What is the distance formula in coordinate geometry?

The distance between two points (x1, y1) and (x2, y2) is √((x2−x1)² + (y2−y1)²).

What is the section formula?

If a point divides the line joining (x1, y1) and (x2, y2) in the ratio m:n, its coordinates are ((mx2+nx1)/(m+n), (my2+ny1)/(m+n)).

How to find the area of a triangle using coordinates?

Area = ½ |x1(y2−y3) + x2(y3−y1) + x3(y1−y2)| using the coordinates of its vertices.

Are these notes helpful for NEET, SSC, and Railway exams?

Yes, these notes help build strong fundamentals for coordinate geometry, useful for CBSE Class 10 as well as NEET, SSC, Railway, and Police Bharti exams.

Coordinate Geometry — Class 10 Maths Notes

1. Coordinate Plane & Terminology

The coordinate plane has two perpendicular axes: x-axis (horizontal) and y-axis (vertical). A point P is represented by ordered pair (x, y). Quadrants: I (+,+), II (−,+), III (−,−), IV (+,−).

2. Distance Formula

Distance between points P(x₁,y₁) and Q(x₂,y₂) is derived from Pythagoras:

PQ = √[(x₂ − x₁)² + (y₂ − y₁)²]

Example: Distance between (2,3) and (5,7) = √[(3)² + (4)²] = 5.

3. Midpoint Formula

Midpoint M of PQ where P(x₁,y₁), Q(x₂,y₂):

M = ( (x₁ + x₂)/2 , (y₁ + y₂)/2 )

Useful for bisectors and coordinate geometry proofs.

4. Section Formula (Internal & External)

Point dividing PQ in ratio m:n (internal division) has coordinates:

( (m x₂ + n x₁)/(m + n) , (m y₂ + n y₁)/(m + n) )

For external division, replace (m + n) with (m − n) with sign conventions accordingly.

Example: Point dividing (2,1) and (8,5) in ratio 1:2 internally → ((1×8 + 2×2)/3, (1×5 + 2×1)/3) = (12/3,7/3) = (4,7/3).

5. Slope of a Line

Slope (m) between two points (x₁,y₁) and (x₂,y₂):

m = (y₂ − y₁)/(x₂ − x₁)

Interpretation: rise/run. Vertical lines have undefined slope; horizontal lines have slope 0.

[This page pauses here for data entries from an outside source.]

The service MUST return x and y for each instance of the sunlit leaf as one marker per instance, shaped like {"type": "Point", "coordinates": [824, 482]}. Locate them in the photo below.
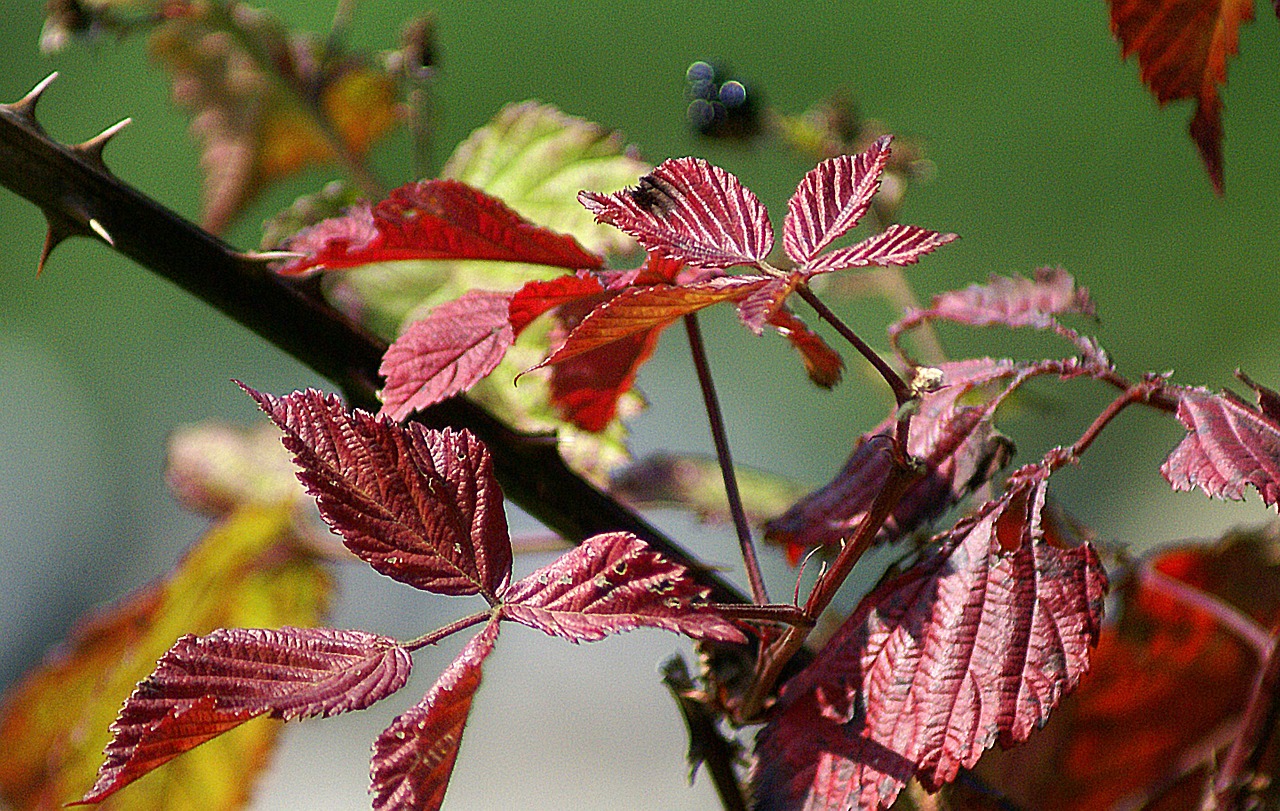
{"type": "Point", "coordinates": [831, 200]}
{"type": "Point", "coordinates": [446, 353]}
{"type": "Point", "coordinates": [265, 101]}
{"type": "Point", "coordinates": [1182, 47]}
{"type": "Point", "coordinates": [433, 220]}
{"type": "Point", "coordinates": [536, 159]}
{"type": "Point", "coordinates": [247, 571]}
{"type": "Point", "coordinates": [973, 645]}
{"type": "Point", "coordinates": [205, 686]}
{"type": "Point", "coordinates": [414, 757]}
{"type": "Point", "coordinates": [609, 583]}
{"type": "Point", "coordinates": [1229, 444]}
{"type": "Point", "coordinates": [421, 507]}
{"type": "Point", "coordinates": [690, 210]}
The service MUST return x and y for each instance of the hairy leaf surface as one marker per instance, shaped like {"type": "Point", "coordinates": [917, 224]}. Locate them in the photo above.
{"type": "Point", "coordinates": [447, 352]}
{"type": "Point", "coordinates": [245, 572]}
{"type": "Point", "coordinates": [1009, 301]}
{"type": "Point", "coordinates": [831, 200]}
{"type": "Point", "coordinates": [414, 757]}
{"type": "Point", "coordinates": [1182, 47]}
{"type": "Point", "coordinates": [206, 686]}
{"type": "Point", "coordinates": [1229, 444]}
{"type": "Point", "coordinates": [433, 220]}
{"type": "Point", "coordinates": [973, 645]}
{"type": "Point", "coordinates": [419, 505]}
{"type": "Point", "coordinates": [690, 210]}
{"type": "Point", "coordinates": [609, 583]}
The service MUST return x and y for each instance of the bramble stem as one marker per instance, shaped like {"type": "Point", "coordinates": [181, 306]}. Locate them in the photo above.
{"type": "Point", "coordinates": [447, 631]}
{"type": "Point", "coordinates": [901, 392]}
{"type": "Point", "coordinates": [722, 454]}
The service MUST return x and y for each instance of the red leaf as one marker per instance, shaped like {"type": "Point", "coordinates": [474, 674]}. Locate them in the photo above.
{"type": "Point", "coordinates": [414, 757]}
{"type": "Point", "coordinates": [539, 297]}
{"type": "Point", "coordinates": [206, 686]}
{"type": "Point", "coordinates": [586, 388]}
{"type": "Point", "coordinates": [970, 646]}
{"type": "Point", "coordinates": [831, 200]}
{"type": "Point", "coordinates": [1009, 301]}
{"type": "Point", "coordinates": [433, 220]}
{"type": "Point", "coordinates": [447, 352]}
{"type": "Point", "coordinates": [1229, 444]}
{"type": "Point", "coordinates": [419, 505]}
{"type": "Point", "coordinates": [690, 210]}
{"type": "Point", "coordinates": [896, 244]}
{"type": "Point", "coordinates": [613, 582]}
{"type": "Point", "coordinates": [1183, 46]}
{"type": "Point", "coordinates": [640, 310]}
{"type": "Point", "coordinates": [958, 444]}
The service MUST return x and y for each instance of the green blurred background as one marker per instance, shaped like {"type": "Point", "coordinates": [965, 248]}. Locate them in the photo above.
{"type": "Point", "coordinates": [1047, 151]}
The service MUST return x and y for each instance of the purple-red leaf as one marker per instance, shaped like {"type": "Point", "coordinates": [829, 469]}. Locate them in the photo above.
{"type": "Point", "coordinates": [206, 686]}
{"type": "Point", "coordinates": [956, 443]}
{"type": "Point", "coordinates": [896, 244]}
{"type": "Point", "coordinates": [419, 505]}
{"type": "Point", "coordinates": [615, 582]}
{"type": "Point", "coordinates": [1229, 444]}
{"type": "Point", "coordinates": [414, 757]}
{"type": "Point", "coordinates": [690, 210]}
{"type": "Point", "coordinates": [433, 220]}
{"type": "Point", "coordinates": [640, 310]}
{"type": "Point", "coordinates": [831, 200]}
{"type": "Point", "coordinates": [447, 352]}
{"type": "Point", "coordinates": [1009, 301]}
{"type": "Point", "coordinates": [968, 647]}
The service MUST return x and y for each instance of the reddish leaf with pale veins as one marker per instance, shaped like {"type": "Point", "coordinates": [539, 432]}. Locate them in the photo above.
{"type": "Point", "coordinates": [1229, 444]}
{"type": "Point", "coordinates": [956, 443]}
{"type": "Point", "coordinates": [433, 220]}
{"type": "Point", "coordinates": [1183, 46]}
{"type": "Point", "coordinates": [640, 310]}
{"type": "Point", "coordinates": [419, 505]}
{"type": "Point", "coordinates": [968, 647]}
{"type": "Point", "coordinates": [896, 244]}
{"type": "Point", "coordinates": [539, 297]}
{"type": "Point", "coordinates": [1009, 301]}
{"type": "Point", "coordinates": [831, 200]}
{"type": "Point", "coordinates": [206, 686]}
{"type": "Point", "coordinates": [615, 582]}
{"type": "Point", "coordinates": [414, 757]}
{"type": "Point", "coordinates": [447, 352]}
{"type": "Point", "coordinates": [690, 210]}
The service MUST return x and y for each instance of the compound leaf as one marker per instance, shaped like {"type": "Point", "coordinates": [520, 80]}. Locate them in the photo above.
{"type": "Point", "coordinates": [1229, 444]}
{"type": "Point", "coordinates": [206, 686]}
{"type": "Point", "coordinates": [831, 200]}
{"type": "Point", "coordinates": [690, 210]}
{"type": "Point", "coordinates": [609, 583]}
{"type": "Point", "coordinates": [446, 352]}
{"type": "Point", "coordinates": [414, 757]}
{"type": "Point", "coordinates": [970, 646]}
{"type": "Point", "coordinates": [433, 220]}
{"type": "Point", "coordinates": [419, 505]}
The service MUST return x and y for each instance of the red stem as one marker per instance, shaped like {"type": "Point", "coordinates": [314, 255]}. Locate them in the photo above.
{"type": "Point", "coordinates": [726, 462]}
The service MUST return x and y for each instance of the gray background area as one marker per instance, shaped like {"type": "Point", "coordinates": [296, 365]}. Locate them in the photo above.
{"type": "Point", "coordinates": [1048, 151]}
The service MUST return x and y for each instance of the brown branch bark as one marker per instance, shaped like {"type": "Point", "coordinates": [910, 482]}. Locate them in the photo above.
{"type": "Point", "coordinates": [81, 197]}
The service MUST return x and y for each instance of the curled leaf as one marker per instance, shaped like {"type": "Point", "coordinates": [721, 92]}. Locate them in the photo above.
{"type": "Point", "coordinates": [206, 686]}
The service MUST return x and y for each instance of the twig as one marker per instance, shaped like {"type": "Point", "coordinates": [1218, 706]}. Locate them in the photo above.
{"type": "Point", "coordinates": [722, 454]}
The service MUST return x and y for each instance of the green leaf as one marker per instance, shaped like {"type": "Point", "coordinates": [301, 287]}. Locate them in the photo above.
{"type": "Point", "coordinates": [248, 571]}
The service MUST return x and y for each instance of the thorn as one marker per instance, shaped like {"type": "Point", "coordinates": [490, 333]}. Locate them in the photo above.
{"type": "Point", "coordinates": [92, 149]}
{"type": "Point", "coordinates": [270, 256]}
{"type": "Point", "coordinates": [26, 106]}
{"type": "Point", "coordinates": [97, 228]}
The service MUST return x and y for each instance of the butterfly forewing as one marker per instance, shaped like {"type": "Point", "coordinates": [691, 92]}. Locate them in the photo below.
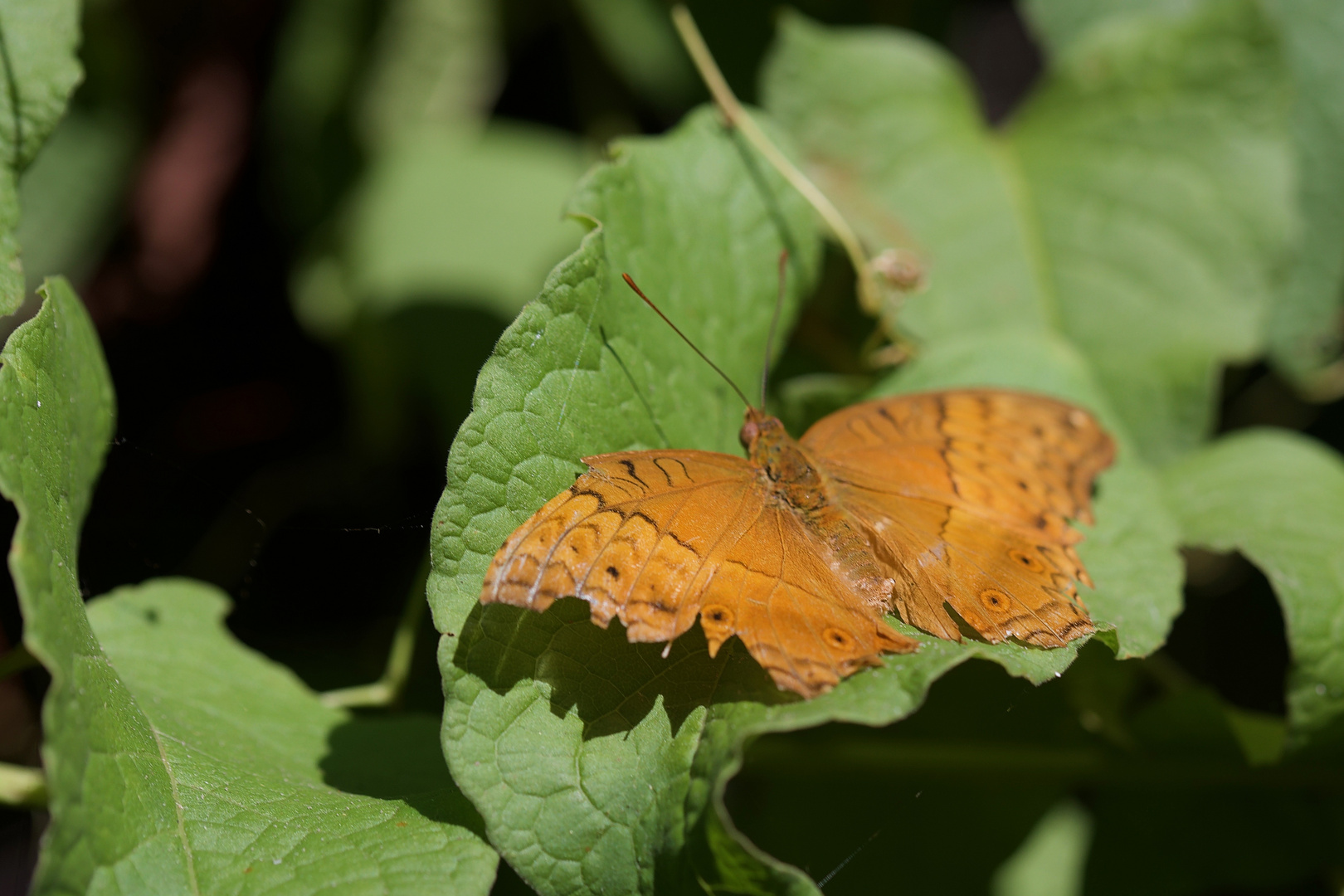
{"type": "Point", "coordinates": [660, 538]}
{"type": "Point", "coordinates": [967, 496]}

6. Forms of Equation of a Line

Point-slope form: y − y₁ = m(x − x₁)
Slope-intercept form: y = mx + c (c = y-intercept)
Two-point form: (y − y₁)/(y₂ − y₁) = (x − x₁)/(x₂ − x₁)
Intercept form: x/a + y/b = 1 (a and b are x- and y-intercepts)
General form: Ax + By + C = 0

Find equation of line through (1,2) and (3,6): slope m = (6−2)/(3−1)=2 ⇒ y − 2 = 2(x − 1) ⇒ y = 2x.

7. Area of Triangle using Coordinates

Area of triangle with vertices A(x₁,y₁), B(x₂,y₂), C(x₃,y₃) is:

Area = (1/2) | x₁(y₂ − y₃) + x₂(y₃ − y₁) + x₃(y₁ − y₂) |

Use this to check collinearity (area = 0) or compute area quickly from coordinates.

8. Solved Examples

Example 1. Find midpoint and distance between P(−1,4) and Q(5,−2).

Midpoint = ((−1+5)/2, (4−2)/2) = (2,1). Distance = √[(6)² + (−6)²] = √72 = 6√2.

Example 2. Find equation of line through (2,3) with slope −1/2: y − 3 = −1/2(x − 2) ⇒ y = −1/2 x + 4.

Example 3. Area of triangle with vertices (0,0), (4,0), (4,3) = (1/2)×4×3 = 6. Using formula gives same result.

9. Practice Questions

Find distance between (−3,2) and (4,−1).
Find equation of line passing through (1,1) and (2,3).
Find coordinates of point dividing (0,0) and (9,6) in ratio 2:1 internally.
Find area of triangle with vertices (1,2), (4,6), (6,2).

10. Quick Tips & Exam Strategy

Memorize distance, midpoint and section formulas — they are used repeatedly.
For area problems, prefer determinant formula for accuracy.
Check collinearity using area = 0 formula instead of slope comparisons when coordinates are messy.
Practice converting between different line forms (point-slope, slope-intercept, general).